With all the cloud database services available, it can be difficult to know which to choose. First, it's important to understand the differences between specific services, such as data warehouses and data lakes, and whether they work best for structured or unstructured data sets.
Data warehouses and databases store structured data, while a data lake is specifically designed for unstructured data. Data in structured systems is organized according to a schema, known as a schema-on-write process, while unstructured data is stored raw and only subject to a schema structure when read for analysis, a process known as schema-on-read. This means that structured stores only handle data that fits the defined schemas, while an unstructured store handles other data types.
Structured cloud database services are very disciplined and rigid in terms of schema changes. Unstructured data stores, on the other hand, are more agile and undisciplined, meaning they can handle data formats that vary widely. This is a major factor when an enterprise chooses one service over another, as there are aspects of unstructured data stores that preclude them from some use cases. Industries like healthcare, which have strict compliance requirements, need tight security and are best suited to structured environments.
Ultimately, the amount of agility you require for a given set of data elements determines the best approach. The unstructured approach is typically best for high-agility data sets, such as marketing inputs related to customers' near-real-time buying interests or financial data that uses machine learning to pinpoint the most relevant information for the user. Other uses for unstructured systems include scientific data storage where there might be structure in data patterns, but not individual data points.
Media-related computing can also benefit from unstructured storage.
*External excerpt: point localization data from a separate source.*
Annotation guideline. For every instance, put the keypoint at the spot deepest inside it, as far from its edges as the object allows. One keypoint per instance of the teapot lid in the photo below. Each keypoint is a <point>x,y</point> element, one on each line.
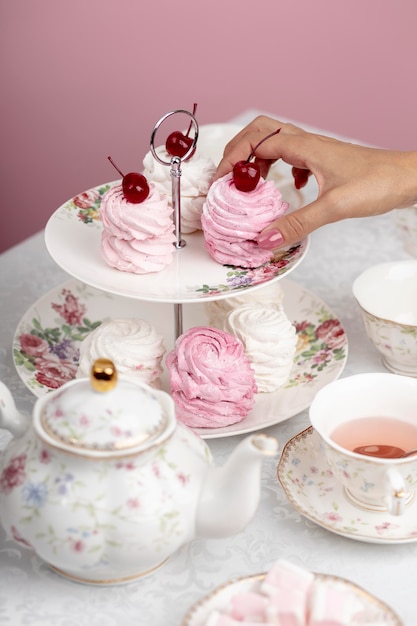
<point>105,414</point>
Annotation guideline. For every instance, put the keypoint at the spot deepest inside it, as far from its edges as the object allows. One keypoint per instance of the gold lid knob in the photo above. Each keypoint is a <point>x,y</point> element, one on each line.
<point>103,375</point>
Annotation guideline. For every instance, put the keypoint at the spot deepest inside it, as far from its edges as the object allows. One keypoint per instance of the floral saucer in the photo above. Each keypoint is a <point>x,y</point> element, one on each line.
<point>47,340</point>
<point>312,490</point>
<point>377,612</point>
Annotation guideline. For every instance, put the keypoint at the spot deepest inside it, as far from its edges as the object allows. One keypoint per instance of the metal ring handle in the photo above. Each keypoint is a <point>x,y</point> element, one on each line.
<point>190,151</point>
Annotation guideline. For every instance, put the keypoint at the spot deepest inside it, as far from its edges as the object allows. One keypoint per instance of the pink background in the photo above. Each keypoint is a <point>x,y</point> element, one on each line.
<point>86,78</point>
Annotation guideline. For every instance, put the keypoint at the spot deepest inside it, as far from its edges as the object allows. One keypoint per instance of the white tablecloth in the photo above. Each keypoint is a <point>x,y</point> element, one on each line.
<point>31,593</point>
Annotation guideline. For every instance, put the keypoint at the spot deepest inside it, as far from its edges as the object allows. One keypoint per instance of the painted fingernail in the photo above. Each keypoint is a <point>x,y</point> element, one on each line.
<point>270,239</point>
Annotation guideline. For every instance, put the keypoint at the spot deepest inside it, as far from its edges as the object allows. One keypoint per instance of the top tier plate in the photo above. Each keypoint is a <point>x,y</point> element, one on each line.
<point>73,234</point>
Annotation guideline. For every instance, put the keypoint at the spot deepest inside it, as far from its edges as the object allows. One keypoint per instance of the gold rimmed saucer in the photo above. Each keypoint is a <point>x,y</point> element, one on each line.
<point>312,489</point>
<point>219,599</point>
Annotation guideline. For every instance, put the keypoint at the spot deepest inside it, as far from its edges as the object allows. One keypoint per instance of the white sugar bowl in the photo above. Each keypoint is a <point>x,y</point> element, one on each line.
<point>387,296</point>
<point>104,484</point>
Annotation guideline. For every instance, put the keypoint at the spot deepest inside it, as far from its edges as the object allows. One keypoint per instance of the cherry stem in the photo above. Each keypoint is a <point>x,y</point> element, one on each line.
<point>191,123</point>
<point>115,166</point>
<point>252,154</point>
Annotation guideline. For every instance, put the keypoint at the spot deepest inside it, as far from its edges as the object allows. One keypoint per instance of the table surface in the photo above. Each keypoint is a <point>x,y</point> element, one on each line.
<point>31,593</point>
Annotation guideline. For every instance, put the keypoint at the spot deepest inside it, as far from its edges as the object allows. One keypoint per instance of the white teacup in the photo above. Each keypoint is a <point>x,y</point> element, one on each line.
<point>372,483</point>
<point>387,296</point>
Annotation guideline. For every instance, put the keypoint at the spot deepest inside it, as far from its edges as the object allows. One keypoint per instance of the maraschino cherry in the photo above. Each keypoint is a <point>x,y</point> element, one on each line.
<point>135,186</point>
<point>300,176</point>
<point>178,144</point>
<point>246,174</point>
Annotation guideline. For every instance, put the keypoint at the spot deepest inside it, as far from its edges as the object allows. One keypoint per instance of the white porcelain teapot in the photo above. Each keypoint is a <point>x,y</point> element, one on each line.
<point>105,485</point>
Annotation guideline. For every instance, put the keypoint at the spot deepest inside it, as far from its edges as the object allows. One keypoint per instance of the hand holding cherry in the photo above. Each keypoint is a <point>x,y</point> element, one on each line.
<point>246,174</point>
<point>134,185</point>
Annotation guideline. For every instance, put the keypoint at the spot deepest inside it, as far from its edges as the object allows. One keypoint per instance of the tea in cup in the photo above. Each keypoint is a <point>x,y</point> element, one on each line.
<point>360,420</point>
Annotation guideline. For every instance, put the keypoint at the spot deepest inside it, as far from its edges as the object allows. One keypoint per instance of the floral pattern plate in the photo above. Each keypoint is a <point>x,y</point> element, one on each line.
<point>377,612</point>
<point>73,235</point>
<point>312,490</point>
<point>47,339</point>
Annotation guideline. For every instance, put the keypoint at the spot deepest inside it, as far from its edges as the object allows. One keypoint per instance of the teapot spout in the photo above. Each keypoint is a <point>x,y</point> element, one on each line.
<point>230,494</point>
<point>10,418</point>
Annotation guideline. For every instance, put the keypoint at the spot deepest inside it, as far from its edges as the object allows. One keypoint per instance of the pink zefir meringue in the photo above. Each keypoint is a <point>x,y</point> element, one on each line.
<point>232,220</point>
<point>136,238</point>
<point>212,381</point>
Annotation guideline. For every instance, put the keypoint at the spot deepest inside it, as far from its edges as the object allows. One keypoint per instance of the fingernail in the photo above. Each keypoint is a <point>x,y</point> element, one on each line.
<point>270,239</point>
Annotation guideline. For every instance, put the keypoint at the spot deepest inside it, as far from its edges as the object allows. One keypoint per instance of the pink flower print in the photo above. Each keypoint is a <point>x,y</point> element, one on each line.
<point>183,478</point>
<point>320,357</point>
<point>53,373</point>
<point>13,474</point>
<point>72,311</point>
<point>86,199</point>
<point>333,517</point>
<point>77,545</point>
<point>300,326</point>
<point>45,456</point>
<point>384,527</point>
<point>18,537</point>
<point>33,345</point>
<point>332,333</point>
<point>84,421</point>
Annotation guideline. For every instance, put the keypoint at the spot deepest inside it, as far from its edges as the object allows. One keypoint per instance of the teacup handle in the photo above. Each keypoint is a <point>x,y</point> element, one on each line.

It's easier, for instance, to store media objects in a data lake than as referenced files in a structured database because of the variety of media types and the high number and large size of media files.
Review public cloud database services
Within the leading public cloud platforms, there is a rich, yet sometimes confusing, set of data storage options. Amazon Web Services (AWS) has structured database services, as well as a set of unstructured data services aimed at big data stored in its Simple Storage Service (S3). Amazon Redshift, which uses S3 for standard data storage at $0.02 per GB per month, provides data warehousing. AWS also has an interactive query service, called Athena, and data streaming and real-time analysis tools as part of its Kinesis analytics suite.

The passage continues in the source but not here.